MESs and historians have been critical components of the industrial software platform because they sit squarely between the real-time world of the plant floor and the more transactional world of business IT. Today, manufacturers face a compelling need to make better decisions so that they can respond faster to market demand and produce a diverse mix of personalized products at a lower cost with near-perfect quality. Next-generation MESs and historians help enable manufacturers achieve these business objectives.

Not your father’s MES

Many of the newer MES applications are integrated software packages that include quality management and traceability, regulatory compliance documentation, planning and scheduling, energy management, and manufacturing intelligence and analytics, in addition to workflow enforcement and cloud capabilities, according to Janice Abel, principal consultant at ARC Advisory Group.

ARC research indicates that MES technology use continues to increase at a rate faster than automation in general, largely due to its ability to help optimize production for operational excellence. In a joint ARC/Automation World survey, MES users said they received the most value from production management, quality management, and planning and scheduling applications.

Though fewer than 10 percent of the companies responding to the survey said they are making extensive use of predictive analytics, the majority of respondents have some predictive analytics applications or are starting to investigate the possibility. This is true for both production decision-making and asset management applications. About one-third of the respondents have deployed IIoT implementations, and more than half said they may do so in the future.

These new capabilities are driving the new age of MES, says Andrew Robling, product marketing manager at Epicor. “I do think there is a resurgence,” he says. “Having been in the manufacturing industry for almost 20 years, MES now is not just something that plants want to do, it’s a requirement to stay efficient and competitive. It’s a must-have.”

There’s more pressure on the MES to contribute to the bottom line of the company and be the embodiment of the corporate strategy on the plant floor.

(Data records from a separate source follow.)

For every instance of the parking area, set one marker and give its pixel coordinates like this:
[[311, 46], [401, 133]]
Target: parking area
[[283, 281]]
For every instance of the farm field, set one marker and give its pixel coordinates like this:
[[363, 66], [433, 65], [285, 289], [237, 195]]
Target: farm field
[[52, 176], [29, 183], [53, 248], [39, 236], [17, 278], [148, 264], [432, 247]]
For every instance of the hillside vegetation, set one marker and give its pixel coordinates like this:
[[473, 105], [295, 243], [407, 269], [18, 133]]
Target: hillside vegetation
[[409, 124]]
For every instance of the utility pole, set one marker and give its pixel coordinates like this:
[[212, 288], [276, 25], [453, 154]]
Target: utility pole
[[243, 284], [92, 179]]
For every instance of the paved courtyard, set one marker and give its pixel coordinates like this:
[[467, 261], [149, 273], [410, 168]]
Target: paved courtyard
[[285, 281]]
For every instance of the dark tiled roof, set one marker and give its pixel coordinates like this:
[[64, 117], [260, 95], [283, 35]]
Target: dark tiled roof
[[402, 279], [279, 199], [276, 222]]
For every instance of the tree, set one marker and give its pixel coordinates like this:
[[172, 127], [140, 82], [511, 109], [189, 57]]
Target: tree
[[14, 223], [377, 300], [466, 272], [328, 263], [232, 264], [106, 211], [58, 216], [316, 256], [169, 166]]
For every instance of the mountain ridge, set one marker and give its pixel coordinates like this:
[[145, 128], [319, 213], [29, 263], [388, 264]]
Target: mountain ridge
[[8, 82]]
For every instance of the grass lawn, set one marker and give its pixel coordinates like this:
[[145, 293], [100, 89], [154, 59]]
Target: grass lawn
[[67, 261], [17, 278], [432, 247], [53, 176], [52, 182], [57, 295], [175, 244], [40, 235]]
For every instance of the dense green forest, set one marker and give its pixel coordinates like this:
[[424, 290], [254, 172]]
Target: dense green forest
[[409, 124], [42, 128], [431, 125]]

Manufacturers are becoming more efficient at the same time that they are becoming more data-intensive. Data is streaming in from different sensors, and they seek a more holistic MES to help operate the plant.

“That’s the nature of today’s competitive global marketplace,” Robling says. “Everyone is looking for an edge. How can I stay competitive? How can I make sure that I am not making bad parts?” A major role for MES is to supply the production data that populates quality key performance indicators (KPIs), he adds. “I can’t risk reducing my rating with my customers. I don’t think quality can be overrated.”